Device APIs are async capabilities via cx, fulfilled by the generic shell on every platform — adding one is a shell-registry entry, never an ABI change. Built in:

HTTP, storage, clipboard, share, browser, toast, device info, haptics, a confirm dialog, the photo picker, camera capture, the date picker, and the time picker.
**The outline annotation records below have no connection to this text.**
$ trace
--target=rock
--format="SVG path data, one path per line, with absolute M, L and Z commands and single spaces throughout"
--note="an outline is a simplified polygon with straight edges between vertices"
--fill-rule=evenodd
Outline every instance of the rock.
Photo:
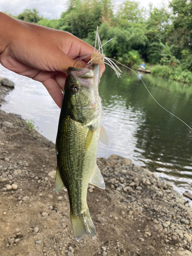
M 14 238 L 11 238 L 10 239 L 9 239 L 8 240 L 8 243 L 9 244 L 13 244 L 14 241 L 15 241 Z
M 63 197 L 62 197 L 62 196 L 59 196 L 59 197 L 58 197 L 57 198 L 57 200 L 61 201 L 63 198 Z
M 35 227 L 33 228 L 33 231 L 34 233 L 37 233 L 39 231 L 39 228 L 38 227 Z
M 68 256 L 74 256 L 74 254 L 71 251 L 69 251 L 68 255 Z
M 12 189 L 12 187 L 11 185 L 8 185 L 8 186 L 6 186 L 6 188 L 8 190 L 10 190 L 10 189 Z
M 22 170 L 15 170 L 13 172 L 13 174 L 16 176 L 22 173 Z
M 191 238 L 187 233 L 185 233 L 183 236 L 186 238 L 188 242 L 191 242 Z
M 8 122 L 7 121 L 5 121 L 4 122 L 3 122 L 2 123 L 4 126 L 7 127 L 7 128 L 11 128 L 13 127 L 13 124 Z
M 23 201 L 28 201 L 29 200 L 30 198 L 29 197 L 27 197 L 27 196 L 23 198 Z
M 139 238 L 139 240 L 140 240 L 142 242 L 143 242 L 144 241 L 143 238 Z
M 70 246 L 69 247 L 69 250 L 70 251 L 71 251 L 71 252 L 72 252 L 73 253 L 73 252 L 74 251 L 74 250 L 72 246 Z
M 40 244 L 42 243 L 41 240 L 36 240 L 35 241 L 35 244 Z
M 45 211 L 44 211 L 43 212 L 42 212 L 41 215 L 44 217 L 46 217 L 47 216 L 49 216 L 49 214 L 47 212 L 45 212 Z
M 122 160 L 123 161 L 123 163 L 124 163 L 125 165 L 129 165 L 132 162 L 132 161 L 131 159 L 128 159 L 128 158 L 123 158 Z
M 177 254 L 178 256 L 192 256 L 192 253 L 188 250 L 178 251 Z
M 184 219 L 181 219 L 180 222 L 182 223 L 185 224 L 188 224 L 189 223 L 189 222 L 187 220 L 185 220 Z
M 12 187 L 13 188 L 13 189 L 17 189 L 18 185 L 17 184 L 12 184 Z
M 138 186 L 138 187 L 136 187 L 136 189 L 137 190 L 142 190 L 142 188 Z
M 48 176 L 49 176 L 51 179 L 55 179 L 56 176 L 56 170 L 53 170 L 48 173 Z
M 13 89 L 15 87 L 15 84 L 14 82 L 7 78 L 2 78 L 1 83 L 3 86 L 6 86 L 10 88 Z

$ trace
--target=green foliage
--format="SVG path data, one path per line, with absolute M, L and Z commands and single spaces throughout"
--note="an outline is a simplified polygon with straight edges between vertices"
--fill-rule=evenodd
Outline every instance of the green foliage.
M 123 55 L 122 57 L 119 57 L 119 61 L 128 67 L 141 64 L 142 61 L 141 56 L 137 51 L 132 50 Z
M 29 9 L 26 9 L 24 12 L 17 16 L 17 18 L 24 22 L 32 23 L 37 23 L 42 18 L 38 15 L 38 12 L 36 9 L 33 9 L 32 11 Z
M 118 7 L 114 0 L 69 0 L 60 18 L 43 18 L 36 9 L 26 9 L 17 18 L 68 31 L 93 46 L 98 26 L 102 44 L 113 38 L 103 46 L 107 57 L 129 67 L 142 61 L 158 65 L 152 73 L 190 83 L 192 0 L 171 0 L 169 7 L 150 4 L 147 11 L 134 0 Z
M 28 120 L 27 122 L 27 125 L 29 128 L 30 132 L 33 132 L 35 128 L 35 122 L 32 119 Z
M 180 67 L 157 65 L 151 70 L 152 74 L 186 83 L 192 83 L 192 73 Z

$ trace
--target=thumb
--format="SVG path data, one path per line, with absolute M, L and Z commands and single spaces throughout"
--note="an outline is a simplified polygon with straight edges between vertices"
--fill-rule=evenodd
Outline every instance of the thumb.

Navigation is a core-owned Nav stack; dark mode and theming are data in the Widget tree. A Scaffold can carry a Theme — brand color, corner radius, density, and font — that every native shell (iOS, Android, web) applies; theme: None keeps the default look. The widget vocabulary and runtime live in the mobiler-ui and mobiler-core crates.

Roadmap

Mobiler is production-bound. Beyond today's capabilities + plugins, planned (order is demand-driven): video playback/streaming (HLS + MP4, any URL source), lazy/virtualized lists, tablet master-detail, remote push (APNs/FCM), in-app purchases, deep links, embedded WebView, and maps. The full list lives on GitHub. Recently shipped: rich form fields, the oauth plugin (OAuth/OIDC login), locale-aware number/currency/date formatting (mobiler_core::format), a device-locale getter (cx.device_locale), an in-app PDF viewer (PdfView), and a native→core streaming primitive (cx.subscribe/unsubscribe, with a built-in ticker). Next up: remote push (APNs/FCM), then lazy/virtualized lists.

Links

License

Dual-licensed under either MIT or Apache-2.0, at your option.